The writers focused disproportionately on quotes from the protestors, and the vigil held following the walkout, while not fully or completely on the quotes of the speaker and non-protestors. 

When asked, “What message would you like to give to all those students who walked out of the protest?”

It would’ve been helpful for the reader, to have quoted his answer in full.

The article also failed to emphasize the goal of Michanie’s talk.

Cutting important segments of quotes from the speaker and hosts, focusing mostly on the protestors is journalistic injustice that aims to make the protestors the victims in need of sympathy.

A vigil was held after the walkout in honor of those Palestinians killed by the IDF, 18 of which were Palestinian militants, which says everything. The article also fails to mention the number of rockets fired toward Israel, which was about 450.

It’s incredibly worrying to see a rise of anti-Zionism and anti-Semitic attitudes disguised as such, appearing on college campuses. Results from an 2017-2018 FBI report show that across America, Jews were the number one recipient of religious hate crimes.

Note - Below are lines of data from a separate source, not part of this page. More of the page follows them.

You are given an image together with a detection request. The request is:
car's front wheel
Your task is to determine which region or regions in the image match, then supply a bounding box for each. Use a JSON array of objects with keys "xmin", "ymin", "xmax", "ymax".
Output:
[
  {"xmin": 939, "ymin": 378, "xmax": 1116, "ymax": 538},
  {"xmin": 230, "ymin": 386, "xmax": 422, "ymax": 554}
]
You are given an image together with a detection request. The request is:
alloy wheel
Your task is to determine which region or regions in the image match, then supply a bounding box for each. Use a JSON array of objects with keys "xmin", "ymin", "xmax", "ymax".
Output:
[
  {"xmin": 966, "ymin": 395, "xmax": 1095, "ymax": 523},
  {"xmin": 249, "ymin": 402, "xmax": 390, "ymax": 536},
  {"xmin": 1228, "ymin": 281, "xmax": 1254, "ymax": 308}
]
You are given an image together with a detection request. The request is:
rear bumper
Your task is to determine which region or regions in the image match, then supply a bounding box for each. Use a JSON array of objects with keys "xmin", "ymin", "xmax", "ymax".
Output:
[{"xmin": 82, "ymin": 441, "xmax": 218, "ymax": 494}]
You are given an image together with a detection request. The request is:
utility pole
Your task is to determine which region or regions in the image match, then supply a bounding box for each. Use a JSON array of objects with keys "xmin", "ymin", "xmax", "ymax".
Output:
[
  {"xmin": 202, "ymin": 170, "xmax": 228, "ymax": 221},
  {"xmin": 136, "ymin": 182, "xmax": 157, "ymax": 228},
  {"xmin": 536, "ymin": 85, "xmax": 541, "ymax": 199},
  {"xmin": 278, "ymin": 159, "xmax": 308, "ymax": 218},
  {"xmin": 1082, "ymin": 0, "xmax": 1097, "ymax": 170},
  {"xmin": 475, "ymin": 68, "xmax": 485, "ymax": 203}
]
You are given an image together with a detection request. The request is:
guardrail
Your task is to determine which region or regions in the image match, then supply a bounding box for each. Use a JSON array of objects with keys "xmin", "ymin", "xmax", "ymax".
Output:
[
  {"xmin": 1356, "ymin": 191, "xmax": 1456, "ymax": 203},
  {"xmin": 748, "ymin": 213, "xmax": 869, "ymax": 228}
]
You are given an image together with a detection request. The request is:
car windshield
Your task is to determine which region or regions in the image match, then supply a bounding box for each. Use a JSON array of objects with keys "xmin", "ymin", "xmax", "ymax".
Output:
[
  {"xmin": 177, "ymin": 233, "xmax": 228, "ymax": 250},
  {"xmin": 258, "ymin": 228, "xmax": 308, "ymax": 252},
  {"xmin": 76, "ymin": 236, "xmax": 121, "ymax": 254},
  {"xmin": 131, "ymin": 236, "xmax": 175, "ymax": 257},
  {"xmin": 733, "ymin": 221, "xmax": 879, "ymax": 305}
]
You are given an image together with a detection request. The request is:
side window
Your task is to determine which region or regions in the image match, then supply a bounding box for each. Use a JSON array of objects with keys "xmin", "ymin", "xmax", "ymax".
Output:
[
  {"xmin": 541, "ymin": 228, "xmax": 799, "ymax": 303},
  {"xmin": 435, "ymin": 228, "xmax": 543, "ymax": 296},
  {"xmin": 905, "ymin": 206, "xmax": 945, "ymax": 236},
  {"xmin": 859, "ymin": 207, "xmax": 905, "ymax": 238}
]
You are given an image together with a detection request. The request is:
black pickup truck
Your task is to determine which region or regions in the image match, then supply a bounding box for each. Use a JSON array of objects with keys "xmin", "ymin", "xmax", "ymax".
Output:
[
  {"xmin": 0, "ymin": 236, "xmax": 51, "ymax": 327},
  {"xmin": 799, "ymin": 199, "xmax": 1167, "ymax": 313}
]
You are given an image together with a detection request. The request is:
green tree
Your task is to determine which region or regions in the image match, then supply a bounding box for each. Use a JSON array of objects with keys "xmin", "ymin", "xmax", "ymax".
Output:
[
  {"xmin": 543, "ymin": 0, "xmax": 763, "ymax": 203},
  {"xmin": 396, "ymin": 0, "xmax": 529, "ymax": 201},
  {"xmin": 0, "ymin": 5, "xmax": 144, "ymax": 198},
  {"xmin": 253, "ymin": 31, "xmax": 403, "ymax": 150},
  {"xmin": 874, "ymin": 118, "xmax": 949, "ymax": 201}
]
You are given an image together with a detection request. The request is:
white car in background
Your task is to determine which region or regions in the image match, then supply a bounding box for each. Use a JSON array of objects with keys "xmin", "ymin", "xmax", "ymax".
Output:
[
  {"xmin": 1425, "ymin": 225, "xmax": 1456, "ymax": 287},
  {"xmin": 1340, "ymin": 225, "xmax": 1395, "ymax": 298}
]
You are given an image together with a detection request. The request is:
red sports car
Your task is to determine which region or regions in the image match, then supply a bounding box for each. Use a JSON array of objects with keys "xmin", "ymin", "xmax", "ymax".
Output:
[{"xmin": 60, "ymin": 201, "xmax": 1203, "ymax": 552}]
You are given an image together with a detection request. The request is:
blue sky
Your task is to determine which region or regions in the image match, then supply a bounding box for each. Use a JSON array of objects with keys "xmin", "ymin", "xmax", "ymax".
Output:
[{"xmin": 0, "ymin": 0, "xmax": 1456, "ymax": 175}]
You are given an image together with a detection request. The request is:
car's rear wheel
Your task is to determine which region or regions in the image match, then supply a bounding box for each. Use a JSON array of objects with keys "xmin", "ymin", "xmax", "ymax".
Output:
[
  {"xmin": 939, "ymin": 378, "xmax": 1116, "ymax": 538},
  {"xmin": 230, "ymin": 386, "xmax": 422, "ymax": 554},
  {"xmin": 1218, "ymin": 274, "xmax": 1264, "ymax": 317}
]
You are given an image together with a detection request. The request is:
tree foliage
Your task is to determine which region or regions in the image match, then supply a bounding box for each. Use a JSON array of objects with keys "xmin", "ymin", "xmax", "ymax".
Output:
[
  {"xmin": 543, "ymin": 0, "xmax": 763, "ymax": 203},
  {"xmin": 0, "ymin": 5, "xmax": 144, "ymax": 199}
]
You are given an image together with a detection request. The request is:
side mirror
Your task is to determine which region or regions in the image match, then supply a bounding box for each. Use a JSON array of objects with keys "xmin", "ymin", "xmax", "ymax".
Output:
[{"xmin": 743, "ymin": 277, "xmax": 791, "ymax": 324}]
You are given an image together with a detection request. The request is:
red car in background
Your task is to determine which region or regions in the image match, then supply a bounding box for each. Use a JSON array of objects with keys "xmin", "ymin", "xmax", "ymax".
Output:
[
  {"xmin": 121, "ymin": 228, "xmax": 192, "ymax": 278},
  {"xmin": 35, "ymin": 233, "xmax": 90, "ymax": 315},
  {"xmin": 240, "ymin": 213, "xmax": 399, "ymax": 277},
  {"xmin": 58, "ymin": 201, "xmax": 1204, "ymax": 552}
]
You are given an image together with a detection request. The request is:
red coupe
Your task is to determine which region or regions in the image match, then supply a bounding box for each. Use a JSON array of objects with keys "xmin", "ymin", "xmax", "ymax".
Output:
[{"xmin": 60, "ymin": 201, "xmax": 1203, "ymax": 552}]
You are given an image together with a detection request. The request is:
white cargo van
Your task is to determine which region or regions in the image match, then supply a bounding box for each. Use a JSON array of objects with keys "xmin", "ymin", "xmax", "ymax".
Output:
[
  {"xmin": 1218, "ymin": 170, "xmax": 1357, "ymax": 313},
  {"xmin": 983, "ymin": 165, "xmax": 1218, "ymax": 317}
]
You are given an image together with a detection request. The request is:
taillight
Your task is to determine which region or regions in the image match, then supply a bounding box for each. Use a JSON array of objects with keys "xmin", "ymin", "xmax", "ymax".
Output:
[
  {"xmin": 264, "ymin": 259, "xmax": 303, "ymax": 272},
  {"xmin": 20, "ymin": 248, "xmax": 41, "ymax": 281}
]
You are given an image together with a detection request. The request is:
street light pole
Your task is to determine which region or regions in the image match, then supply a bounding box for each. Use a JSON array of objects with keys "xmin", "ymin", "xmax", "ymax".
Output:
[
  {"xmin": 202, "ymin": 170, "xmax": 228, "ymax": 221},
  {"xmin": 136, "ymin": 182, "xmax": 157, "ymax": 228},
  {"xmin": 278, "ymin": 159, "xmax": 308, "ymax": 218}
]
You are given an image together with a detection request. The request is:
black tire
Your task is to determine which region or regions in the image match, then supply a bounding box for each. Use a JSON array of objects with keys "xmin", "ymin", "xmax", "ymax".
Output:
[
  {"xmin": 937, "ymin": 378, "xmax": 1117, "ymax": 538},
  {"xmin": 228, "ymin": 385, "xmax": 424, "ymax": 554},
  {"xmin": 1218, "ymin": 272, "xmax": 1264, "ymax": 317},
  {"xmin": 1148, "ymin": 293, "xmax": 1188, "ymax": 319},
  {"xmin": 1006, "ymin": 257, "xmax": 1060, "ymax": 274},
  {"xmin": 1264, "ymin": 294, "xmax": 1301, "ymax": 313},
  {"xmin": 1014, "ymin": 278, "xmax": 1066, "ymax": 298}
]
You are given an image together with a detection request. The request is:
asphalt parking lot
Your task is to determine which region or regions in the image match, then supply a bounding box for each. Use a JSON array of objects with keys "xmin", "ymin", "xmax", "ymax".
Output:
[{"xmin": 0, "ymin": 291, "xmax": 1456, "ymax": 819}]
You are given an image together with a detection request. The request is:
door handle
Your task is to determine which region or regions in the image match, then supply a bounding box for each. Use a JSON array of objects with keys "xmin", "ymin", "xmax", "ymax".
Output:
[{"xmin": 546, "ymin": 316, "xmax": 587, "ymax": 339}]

Just this week, at York University in Canada, Boycott, Divestment and Sanctions (BDS) protestors violently assaulted a group of Jewish attendees of a pro-Israel event.

Students for Justice in Palestine are disguising their hate as defense of Palestinians. They threw away an opportunity for dialogue. Their choice to leave shows their closed-mindedness and their victimization is perpetuated by The Alligator’s article. 

In the end, the protestors did nothing to support Palestinians; all they did was show the world the worst UF has to offer.